In contrast, the American automaker’s crosstown rival Ford Motor (F, Financial) witnessed a sales slump of 11% year over year. Ford’s auto sales decline in China for the month of April was a major setback. It has been reported as the company’s steepest decline since it began reporting monthly retail numbers instead of wholesale volumes in May 2015. However, both companies saw great demand for high-end crossovers and SUVs.

A comparative study: Ford and General Motors in China

SUVs have been a bright spot for both U.S. automakers. General Motors along with its Chinese joint ventures witnessed a mammoth 107% growth in SUV sales powered by the premium Buick Envision and Baojun 560, both witnessing a 56% sales rise.

Despite posting positive results in China, General Motors found some of its key brands under pressure. While Chevrolet sales dropped a massive 29%, Wuling sales plunged 14% in April as compared to the last year. However, the company’s product portfolio is so broad that poor performance of some of its brands didn’t overshadow the strong sales of other brands that supported the company to report growth.

Matt Tsien, GM China president, said in a statement: “GM continues to grow in segments that are on top of customers’ purchase lists.

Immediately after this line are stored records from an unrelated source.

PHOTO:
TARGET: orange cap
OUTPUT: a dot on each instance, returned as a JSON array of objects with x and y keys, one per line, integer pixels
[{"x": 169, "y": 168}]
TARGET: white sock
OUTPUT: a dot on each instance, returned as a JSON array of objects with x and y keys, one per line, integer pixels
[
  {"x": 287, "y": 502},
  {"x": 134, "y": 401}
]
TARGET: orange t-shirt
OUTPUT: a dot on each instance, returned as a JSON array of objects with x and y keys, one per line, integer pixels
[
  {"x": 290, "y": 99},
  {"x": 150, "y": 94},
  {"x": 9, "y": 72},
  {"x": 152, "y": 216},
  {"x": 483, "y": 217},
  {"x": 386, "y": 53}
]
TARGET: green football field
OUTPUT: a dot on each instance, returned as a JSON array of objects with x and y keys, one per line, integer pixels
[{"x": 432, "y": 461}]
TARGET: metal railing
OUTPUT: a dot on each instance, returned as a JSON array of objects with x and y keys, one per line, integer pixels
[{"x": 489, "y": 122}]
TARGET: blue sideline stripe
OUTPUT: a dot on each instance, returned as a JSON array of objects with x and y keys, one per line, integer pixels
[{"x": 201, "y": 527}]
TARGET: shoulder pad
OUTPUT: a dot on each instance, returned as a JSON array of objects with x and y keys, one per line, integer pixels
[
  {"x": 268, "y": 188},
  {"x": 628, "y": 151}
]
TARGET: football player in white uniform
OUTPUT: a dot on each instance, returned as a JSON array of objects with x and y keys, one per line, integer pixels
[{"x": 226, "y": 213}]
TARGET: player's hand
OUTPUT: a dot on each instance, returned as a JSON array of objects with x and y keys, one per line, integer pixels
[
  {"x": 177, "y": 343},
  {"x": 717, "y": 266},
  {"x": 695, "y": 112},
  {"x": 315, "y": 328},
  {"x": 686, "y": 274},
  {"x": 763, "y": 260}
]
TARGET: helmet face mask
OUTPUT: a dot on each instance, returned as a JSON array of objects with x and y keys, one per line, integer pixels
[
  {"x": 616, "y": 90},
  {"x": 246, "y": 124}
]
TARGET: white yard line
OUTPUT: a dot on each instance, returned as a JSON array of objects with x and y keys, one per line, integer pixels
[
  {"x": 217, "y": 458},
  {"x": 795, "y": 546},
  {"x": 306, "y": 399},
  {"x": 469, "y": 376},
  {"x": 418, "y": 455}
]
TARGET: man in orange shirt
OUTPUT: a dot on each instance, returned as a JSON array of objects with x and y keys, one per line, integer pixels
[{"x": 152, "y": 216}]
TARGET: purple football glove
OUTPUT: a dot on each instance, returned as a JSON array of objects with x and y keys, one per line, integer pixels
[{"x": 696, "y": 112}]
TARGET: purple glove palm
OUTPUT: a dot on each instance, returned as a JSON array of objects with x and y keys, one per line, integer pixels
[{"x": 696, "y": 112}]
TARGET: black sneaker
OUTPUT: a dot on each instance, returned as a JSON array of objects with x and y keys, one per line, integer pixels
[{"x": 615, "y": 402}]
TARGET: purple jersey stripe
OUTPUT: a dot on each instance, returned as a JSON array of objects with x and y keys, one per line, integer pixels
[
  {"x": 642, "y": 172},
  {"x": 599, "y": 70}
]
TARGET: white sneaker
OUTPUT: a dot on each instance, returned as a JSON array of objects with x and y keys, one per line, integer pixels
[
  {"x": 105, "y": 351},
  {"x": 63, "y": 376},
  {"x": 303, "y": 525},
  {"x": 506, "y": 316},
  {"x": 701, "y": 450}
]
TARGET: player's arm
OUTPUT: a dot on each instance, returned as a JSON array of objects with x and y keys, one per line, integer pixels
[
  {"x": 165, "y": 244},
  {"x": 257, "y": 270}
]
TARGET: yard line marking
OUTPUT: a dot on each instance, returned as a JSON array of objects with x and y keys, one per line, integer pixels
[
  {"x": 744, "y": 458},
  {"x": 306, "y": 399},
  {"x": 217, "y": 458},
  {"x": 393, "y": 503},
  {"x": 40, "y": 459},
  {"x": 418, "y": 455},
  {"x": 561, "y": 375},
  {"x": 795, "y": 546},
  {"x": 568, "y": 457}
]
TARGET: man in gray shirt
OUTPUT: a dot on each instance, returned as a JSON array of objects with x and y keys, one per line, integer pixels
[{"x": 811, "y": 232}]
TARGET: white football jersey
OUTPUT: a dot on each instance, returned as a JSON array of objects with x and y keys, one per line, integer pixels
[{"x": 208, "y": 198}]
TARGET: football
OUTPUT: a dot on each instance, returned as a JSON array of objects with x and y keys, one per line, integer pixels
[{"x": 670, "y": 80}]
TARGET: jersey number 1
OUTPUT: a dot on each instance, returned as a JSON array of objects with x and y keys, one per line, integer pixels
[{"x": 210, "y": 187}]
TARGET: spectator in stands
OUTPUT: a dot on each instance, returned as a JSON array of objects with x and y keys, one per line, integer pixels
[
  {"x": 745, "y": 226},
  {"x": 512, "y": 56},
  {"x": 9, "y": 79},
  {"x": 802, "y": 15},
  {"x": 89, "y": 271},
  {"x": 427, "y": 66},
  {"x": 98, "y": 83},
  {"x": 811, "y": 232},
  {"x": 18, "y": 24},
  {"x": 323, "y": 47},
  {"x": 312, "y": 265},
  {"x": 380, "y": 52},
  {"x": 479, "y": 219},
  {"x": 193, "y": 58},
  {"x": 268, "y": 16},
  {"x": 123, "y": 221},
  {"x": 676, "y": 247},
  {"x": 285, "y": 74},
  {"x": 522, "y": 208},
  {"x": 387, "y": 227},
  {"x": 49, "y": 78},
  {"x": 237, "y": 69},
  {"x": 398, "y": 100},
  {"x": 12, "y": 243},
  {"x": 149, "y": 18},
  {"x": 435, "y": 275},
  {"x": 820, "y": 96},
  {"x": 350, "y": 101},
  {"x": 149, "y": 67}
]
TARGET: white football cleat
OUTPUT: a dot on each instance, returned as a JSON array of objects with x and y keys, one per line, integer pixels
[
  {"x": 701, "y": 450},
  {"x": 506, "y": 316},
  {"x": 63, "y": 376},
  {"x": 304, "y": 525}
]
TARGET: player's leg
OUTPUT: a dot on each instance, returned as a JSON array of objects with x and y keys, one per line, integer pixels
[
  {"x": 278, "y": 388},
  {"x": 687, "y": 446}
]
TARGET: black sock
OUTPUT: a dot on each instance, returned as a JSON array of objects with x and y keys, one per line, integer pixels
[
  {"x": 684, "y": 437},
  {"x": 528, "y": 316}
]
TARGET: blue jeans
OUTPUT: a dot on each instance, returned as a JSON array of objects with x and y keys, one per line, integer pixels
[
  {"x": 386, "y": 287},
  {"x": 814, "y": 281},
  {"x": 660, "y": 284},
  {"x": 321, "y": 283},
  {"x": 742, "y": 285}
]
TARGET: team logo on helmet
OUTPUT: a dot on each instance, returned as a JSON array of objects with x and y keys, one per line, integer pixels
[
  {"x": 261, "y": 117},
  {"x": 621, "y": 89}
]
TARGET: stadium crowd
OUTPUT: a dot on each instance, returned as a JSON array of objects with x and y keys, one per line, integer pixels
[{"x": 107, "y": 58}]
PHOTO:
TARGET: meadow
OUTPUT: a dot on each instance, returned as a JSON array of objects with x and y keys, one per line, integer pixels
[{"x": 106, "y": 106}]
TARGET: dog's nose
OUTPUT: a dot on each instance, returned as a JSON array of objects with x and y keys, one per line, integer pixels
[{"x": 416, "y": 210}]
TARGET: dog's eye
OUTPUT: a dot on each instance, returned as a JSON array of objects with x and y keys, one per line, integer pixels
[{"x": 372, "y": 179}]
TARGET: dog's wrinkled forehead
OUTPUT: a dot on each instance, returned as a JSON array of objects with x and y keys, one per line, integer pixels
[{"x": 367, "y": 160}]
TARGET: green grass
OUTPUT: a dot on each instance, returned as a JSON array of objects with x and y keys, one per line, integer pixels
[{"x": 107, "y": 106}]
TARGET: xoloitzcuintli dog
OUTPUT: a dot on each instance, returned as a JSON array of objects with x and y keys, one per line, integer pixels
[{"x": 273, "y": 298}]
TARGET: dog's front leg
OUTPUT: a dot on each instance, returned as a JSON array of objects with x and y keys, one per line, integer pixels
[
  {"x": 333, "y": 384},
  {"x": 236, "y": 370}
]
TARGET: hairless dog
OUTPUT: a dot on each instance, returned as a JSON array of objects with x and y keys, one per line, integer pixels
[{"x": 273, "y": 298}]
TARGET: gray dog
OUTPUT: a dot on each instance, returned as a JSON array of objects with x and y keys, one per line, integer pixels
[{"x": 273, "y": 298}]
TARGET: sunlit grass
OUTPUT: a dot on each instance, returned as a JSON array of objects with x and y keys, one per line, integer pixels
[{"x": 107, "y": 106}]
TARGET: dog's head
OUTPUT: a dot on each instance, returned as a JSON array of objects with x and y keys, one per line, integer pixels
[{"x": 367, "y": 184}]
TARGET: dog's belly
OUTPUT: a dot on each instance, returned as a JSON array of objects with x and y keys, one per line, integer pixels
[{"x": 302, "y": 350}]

We have more new vehicles on the way in the SUV, MPV (multipurpose vehicle) and luxury segments to keep delivering to customers what they want and demand.” The company is planning to launch 13 new and revamped models in China this year to further strengthen its position.

As far as Ford is concerned, the combined sales of its five SUV models, selling in the mainland, surged 27% for the first four months of the year. When asked about Ford’s sales slump in China for April, a company representative said, “China continues to be a dynamic marketplace as it transitions from an industrial economy to a consumer-led economy,”

Year-to-date sales of Ford China climbed 7% from the same period a year ago to 391,294 vehicles. Ford currently operates through two joint ventures in China, namely Changan Ford Automobile and Jiangling Motors. The passenger-vehicle venture of CAF declined 11% year over year to 58,802 vehicles. JMC’s commercial-vehicle venture also witnessed a 7% drop in sales in April to 22,165 vehicles.

In an auto show in Beijing, John Lawler, Ford China chief, said the company has a full-fledged plan of introducing more electric vehicles in the Chinese market especially the hybrid edition of Mondeo sedan and the plug-in hybrid C- Max Energi. Besides, the company is also planning to import its well-established and high-performance F-150 Raptor. It is estimated that sales volume of F-150 Raptor might not be huge but its presence in China will be a test on how well it flows with the changing preferences of the Chinese population and manages to attract customers. The Blue Oval is taking this step to assess whether China is a ready market for mainstream pickup models.

Last word

General Motors continues to be in a dominant position in China. The company enjoys the broad range of its product portfolio which helps it to offset the weakness of underperforming product segments, which was reflected in April. In contrast, Ford is a much smaller player in the country as it entered the Chinese market late. Though Ford experienced soft numbers in April, the company has long-term plans to capitalize on the growth potential of China.